Les deux camps sont déséquilibrés. Du côté des opposants au principe de libéralisation, il reste quelques députés opposés au principe même d’une libéralisation et d’une légalisation de l’interruption. Certains se sont illustrés dans des interventions qui ne sont pas passées inaperçues à l’époque. Au premier rang des opposants se trouvent des personnalités comme Jean Foyer, Michel Debré (UDR), Pierre Bas (UDR) ou encore René Feït (Républicains Indépendants), etc. Simone Veil, même si elle savait que le combat serait difficile, ne se doutait probablement pas du torrent de haine qu’elle allait déclencher chez certains députés. Les partisans de la libéralisation quant à eux sont plus nombreux. Le projet de loi est soutenu par l’ensemble de la gauche et défendu par une proportion conséquente de députés de la majorité.

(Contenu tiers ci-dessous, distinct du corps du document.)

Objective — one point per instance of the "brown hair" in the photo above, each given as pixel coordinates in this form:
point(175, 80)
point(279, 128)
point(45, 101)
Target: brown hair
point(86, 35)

Quand Simone Veil vient défendre son projet, elle évite soigneusement toute discussion théorique sur l’humanité de l’embryon comme toute référence au droit des femmes. Pour emporter le vote de la majorité, il ne faut pas l’effrayer. Simone Veil présente son projet comme une loi nécessaire, afin de restaurer l’autorité de l’Etat ; une loi de dissuasion, faisant le pari que la réglementation de l’avortement favorise plus sa limitation que l’illusoire répression[1]. L’entretien préalable de la femme désirant avorter auprès d’un organisme social et le délai de réflexion de huit jours sont les pièces maîtresses de cette entreprise dissuasive ; une loi de responsabilisation, enfin, la décision appartenant aux femmes. Dans cette assemblée d’hommes, elle rassure les plus timorés. Pour que sa stratégie soit couronnée de succès, Simone Veil ne se permet aucun écart : les amendements de la commission sont par trop libéraux, ils risquent de faire échouer le projet. Aussi combat-elle le remboursement par la Sécurité sociale, idée qui serait mal perçue à l’heure où les soins dentaires et les verres correcteurs sont très mal pris en charge[2].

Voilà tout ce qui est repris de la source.